If you've been desperately wishing for another Sex and the City movie to come out, you may as well be pining away for something as equally attainable as winning the lottery.

During a press conference at a Television Critics Association in Pasadena, Calif. this week, Sex and the City creator Michael Patrick King said he has moved on from Carrie Bradshaw movies.

The startling comment came during a word-quarrel with King and Desperate Housewives creator Marc Cherry, who took a jab at Sex and the City 2 when asked if his ABC television series would ever become a movie.

I'm never sending these gals to Dubai. That's all I'm saying, Cherry said Tuesday. Sex and the City only did, I think, a total of something like 69 episodes. So I always thought that the advantage for them was that they had they hadn't really plumbed the depths of those characters.

King fired back the following day to defend his beloved franchise, but dropped a bomb about future plans for another film.

I don't think [Cherry has] ever made a feature film, so I don't know if he knows what that entails, but the reality is my second movie made almost half a billion dollars. It's fine. The reality is I've moved on from that. I'm doing a new show, he said, referring to Two Broke Girls. It's the number one comedy.

King said he did not take offense to Cherry's comments, but in the process, made his point clear that his Sex and the City days are over.

It doesn't matter. Here's what happens - you create something in the moment that you feel will be good, and then... people's reactions to it or people referencing it years later, it's a compliment, he said.

King's remarks conflict with reports from last summer when Sex and the City star Sarah Jessica Parker told Parade that a third movie has been confirmed and ever has a storyline.

There is. I know what the story is.
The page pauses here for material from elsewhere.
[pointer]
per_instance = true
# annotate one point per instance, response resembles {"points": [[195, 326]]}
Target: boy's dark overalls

It's a small story, but I think it should be told, she said to Parade regarding the third installment of the Sex and the City saga.

Parker did not, however, reveal the release date, or anything else for that matter.

The question is, what's the right time to tell it? she said.

King was present at the press conference to defend claims that his new show is taboo, mixing in too much racial and ethical humor according to some critics.

'Two Broke Girls,'  he said, is broad and brash and very current, and it takes place in Williamsburg, New York, which . . .is a complete mash-up of young, irreverent hipsters, old-school people, different nationalities, different ethnic backgrounds. King then proceeded to call the show an equal-opportunity offender.